A possibilidade de uso da inteligência artificial (IA) e da biotecnologia para fins de agroterrorismo tem gerado preocupação entre autoridades de segurança nos Estados Unidos. O caso recente de Zunyong Liu, biólogo da Universidade de Zhejiang, na China, e de sua colega Yunqing Jian, pesquisadora da Universidade de Michigan, reacendeu o debate sobre o potencial de ataques à produção de alimentos por meio de agentes patogênicos.
O caso dos pesquisadores chineses
Em julho de 2024, Liu foi detido ao desembarcar no Aeroporto Metropolitano de Detroit, com amostras de Fusarium graminearum, um fungo considerado uma potencial arma de terrorismo agrícola. A substância tem o potencial de destruir colheitas e contaminar animais e humanos. Inicialmente, Liu alegou estar visitando sua namorada, mas posteriormente admitiu ter escondido as amostras para cloná-las e utilizá-las em experimentos.

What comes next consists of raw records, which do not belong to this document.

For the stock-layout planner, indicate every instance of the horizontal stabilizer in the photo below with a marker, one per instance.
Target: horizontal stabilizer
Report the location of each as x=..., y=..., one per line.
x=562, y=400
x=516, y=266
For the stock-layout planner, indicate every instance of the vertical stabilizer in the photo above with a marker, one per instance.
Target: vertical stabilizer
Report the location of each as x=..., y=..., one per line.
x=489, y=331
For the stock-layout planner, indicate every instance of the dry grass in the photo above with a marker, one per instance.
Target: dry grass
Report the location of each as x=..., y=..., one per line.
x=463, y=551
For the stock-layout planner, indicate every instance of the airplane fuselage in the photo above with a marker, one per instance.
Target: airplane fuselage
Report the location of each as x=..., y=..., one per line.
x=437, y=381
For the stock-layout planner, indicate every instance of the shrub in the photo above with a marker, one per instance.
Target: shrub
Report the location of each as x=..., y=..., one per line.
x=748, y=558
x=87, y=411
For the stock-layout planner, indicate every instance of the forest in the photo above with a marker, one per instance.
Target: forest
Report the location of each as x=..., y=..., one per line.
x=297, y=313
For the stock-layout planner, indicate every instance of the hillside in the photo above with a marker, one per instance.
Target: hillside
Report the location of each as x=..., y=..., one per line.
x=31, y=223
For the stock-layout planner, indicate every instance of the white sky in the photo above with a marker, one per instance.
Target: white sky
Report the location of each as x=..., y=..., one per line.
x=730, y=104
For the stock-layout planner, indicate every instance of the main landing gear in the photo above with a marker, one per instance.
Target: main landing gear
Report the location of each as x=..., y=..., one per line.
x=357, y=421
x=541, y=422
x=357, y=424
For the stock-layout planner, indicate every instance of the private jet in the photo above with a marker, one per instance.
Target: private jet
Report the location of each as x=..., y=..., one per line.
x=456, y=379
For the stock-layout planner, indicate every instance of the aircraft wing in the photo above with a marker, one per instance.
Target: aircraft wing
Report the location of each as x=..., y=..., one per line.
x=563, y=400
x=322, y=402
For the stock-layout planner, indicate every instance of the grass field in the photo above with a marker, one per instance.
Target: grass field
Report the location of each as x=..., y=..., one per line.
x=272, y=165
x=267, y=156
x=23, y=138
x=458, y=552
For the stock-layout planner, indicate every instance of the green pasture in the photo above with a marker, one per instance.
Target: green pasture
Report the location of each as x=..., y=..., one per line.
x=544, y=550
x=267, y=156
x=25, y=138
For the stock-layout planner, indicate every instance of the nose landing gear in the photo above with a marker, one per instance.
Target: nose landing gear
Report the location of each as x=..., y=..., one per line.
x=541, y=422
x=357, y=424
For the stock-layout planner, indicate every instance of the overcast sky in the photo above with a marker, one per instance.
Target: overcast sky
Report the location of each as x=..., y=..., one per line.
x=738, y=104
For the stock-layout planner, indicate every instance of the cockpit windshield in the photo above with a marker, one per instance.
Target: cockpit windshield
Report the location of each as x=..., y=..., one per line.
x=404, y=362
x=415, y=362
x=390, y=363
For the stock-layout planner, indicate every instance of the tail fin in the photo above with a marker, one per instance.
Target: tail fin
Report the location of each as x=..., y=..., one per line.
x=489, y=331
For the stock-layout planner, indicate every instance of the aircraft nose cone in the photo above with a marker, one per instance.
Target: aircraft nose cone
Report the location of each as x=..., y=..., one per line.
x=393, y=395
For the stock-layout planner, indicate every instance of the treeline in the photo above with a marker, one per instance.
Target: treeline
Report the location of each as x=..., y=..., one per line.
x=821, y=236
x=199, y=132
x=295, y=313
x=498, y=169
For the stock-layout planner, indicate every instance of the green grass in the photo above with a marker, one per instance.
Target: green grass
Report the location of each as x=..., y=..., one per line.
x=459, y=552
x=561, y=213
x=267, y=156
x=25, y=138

Investigações revelaram que o celular de Liu continha literatura sobre “guerra com patógenos vegetais” e conversas com Jian indicando planos de contrabando. Jian, patrocinada pelo governo chinês e pesquisadora do mesmo patógeno, também foi acusada de conspiração, contrabando e falso testemunho. Enquanto Liu foi deportado para a China, Jian permanece detida aguardando audiência.
Precedentes e alertas
Em 2020, diversos estados americanos já haviam recebido pacotes com sementes de espécies invasoras provenientes da China, levantando suspeitas de sabotagem agrícola. A preocupação atual é que o que começou como intercâmbio científico possa ser parte de uma estratégia para enfraquecer a agricultura americana, suscitando “sérias preocupações com a segurança nacional”.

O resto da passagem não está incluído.